The analyses included eight scenarios requested by the Organization of PJM States (OPSI) and seven proposed by PJM.

One analysis (PJM scenario 4), which included existing fossil resources and planned resources with interconnection service agreements (ISAs) and facility study agreements (FSAs), estimated a 2020 carbon price of $11/ton under state compliance, compared with $2/ton under a regional approach.

PJM determined the CO2 emissions prices based on the price differential needed to ensure the RTO’s economic dispatch displaced enough high-emitting generators with lower-emitting generation to reach the emissions targets.

The regional approach sets a single carbon price for all fossil fuel generators in PJM. Under state compliance, each state would have a different carbon price. Indiana and West Virginia would face the highest carbon prices under a state-by-state approach, with prices exceeding $14/ton, while it would cost Maryland and Virginia only about $5/ton.
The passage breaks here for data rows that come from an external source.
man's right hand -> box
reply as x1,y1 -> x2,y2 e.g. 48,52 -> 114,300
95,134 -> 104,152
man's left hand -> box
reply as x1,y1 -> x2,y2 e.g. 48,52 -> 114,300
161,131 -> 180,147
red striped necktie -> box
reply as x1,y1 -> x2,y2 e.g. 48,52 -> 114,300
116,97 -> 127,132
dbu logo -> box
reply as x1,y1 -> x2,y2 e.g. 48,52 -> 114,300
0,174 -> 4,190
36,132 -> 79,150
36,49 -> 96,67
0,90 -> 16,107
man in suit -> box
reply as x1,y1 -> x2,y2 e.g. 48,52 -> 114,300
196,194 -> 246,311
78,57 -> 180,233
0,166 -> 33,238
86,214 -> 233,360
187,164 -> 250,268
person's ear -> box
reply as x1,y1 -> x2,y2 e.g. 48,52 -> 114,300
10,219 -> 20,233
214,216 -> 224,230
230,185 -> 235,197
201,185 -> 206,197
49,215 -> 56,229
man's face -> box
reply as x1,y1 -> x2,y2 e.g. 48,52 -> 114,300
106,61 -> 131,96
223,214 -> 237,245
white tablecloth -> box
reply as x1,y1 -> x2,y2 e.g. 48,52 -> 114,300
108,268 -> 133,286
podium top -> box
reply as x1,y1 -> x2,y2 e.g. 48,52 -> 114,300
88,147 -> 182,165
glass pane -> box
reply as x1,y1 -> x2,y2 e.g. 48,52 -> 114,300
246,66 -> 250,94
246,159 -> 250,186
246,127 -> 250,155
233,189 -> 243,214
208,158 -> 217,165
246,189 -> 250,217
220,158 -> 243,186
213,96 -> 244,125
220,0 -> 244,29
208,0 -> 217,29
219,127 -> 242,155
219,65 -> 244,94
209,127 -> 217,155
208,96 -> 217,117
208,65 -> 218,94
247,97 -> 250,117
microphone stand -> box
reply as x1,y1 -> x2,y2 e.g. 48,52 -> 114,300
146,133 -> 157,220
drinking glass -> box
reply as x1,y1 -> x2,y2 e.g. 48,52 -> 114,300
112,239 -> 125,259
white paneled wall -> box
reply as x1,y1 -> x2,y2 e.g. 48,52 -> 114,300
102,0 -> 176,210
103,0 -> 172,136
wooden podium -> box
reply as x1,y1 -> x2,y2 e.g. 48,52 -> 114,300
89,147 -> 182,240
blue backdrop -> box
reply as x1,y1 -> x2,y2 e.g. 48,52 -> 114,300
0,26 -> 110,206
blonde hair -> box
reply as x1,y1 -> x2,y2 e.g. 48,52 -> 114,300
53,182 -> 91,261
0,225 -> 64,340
Under a regional plan, “states have the ability to trade reductions among each other to achieve lower costs of compliance,” explained Chief Economist Paul Sotkiewicz. Sotkiewicz and PJM engineer Muhsin Abdur-Rahman presented the preliminary results of the analyses at the Members Committee webinar last week.

Total compliance costs would near $45 billion in 2020 under the state approach, versus $35 billion using regional compliance.

Mass-to-Rate Conversion

PJM initially did the analyses based on the implied mass-to-rate conversion in the EPA’s June 2 proposed rule. It redid the calculations based on revised guidance the agency provided Nov. 6, which sets a declining mass target over the interim compliance period (2020-2029) and does not credit new renewables and incremental energy efficiency.

Under the revised conversion, most of the scenarios estimated carbon prices of about $5 to $10 per ton in 2020, rising to $20 to $30 per ton in 2029.

One scenario (PJM #8) saw carbon prices starting at about $40/ton in 2020 and rising to almost $60/ton by 2029. The scenario adjusted planned natural gas capacity based on historic commercial probabilities (greater than 70% for projects with ISAs, greater than 50% for those with FSAs), reduced new combined-cycle capacity to not exceed the installed reserve margin target and assumed a 50% increase in gas prices.

The analyses found that a rate-based approach would result in lower LMPs than a mass-based measurement, meaning generators will need to collect more in capacity revenues. There were little or no increases in LMPs for many scenarios.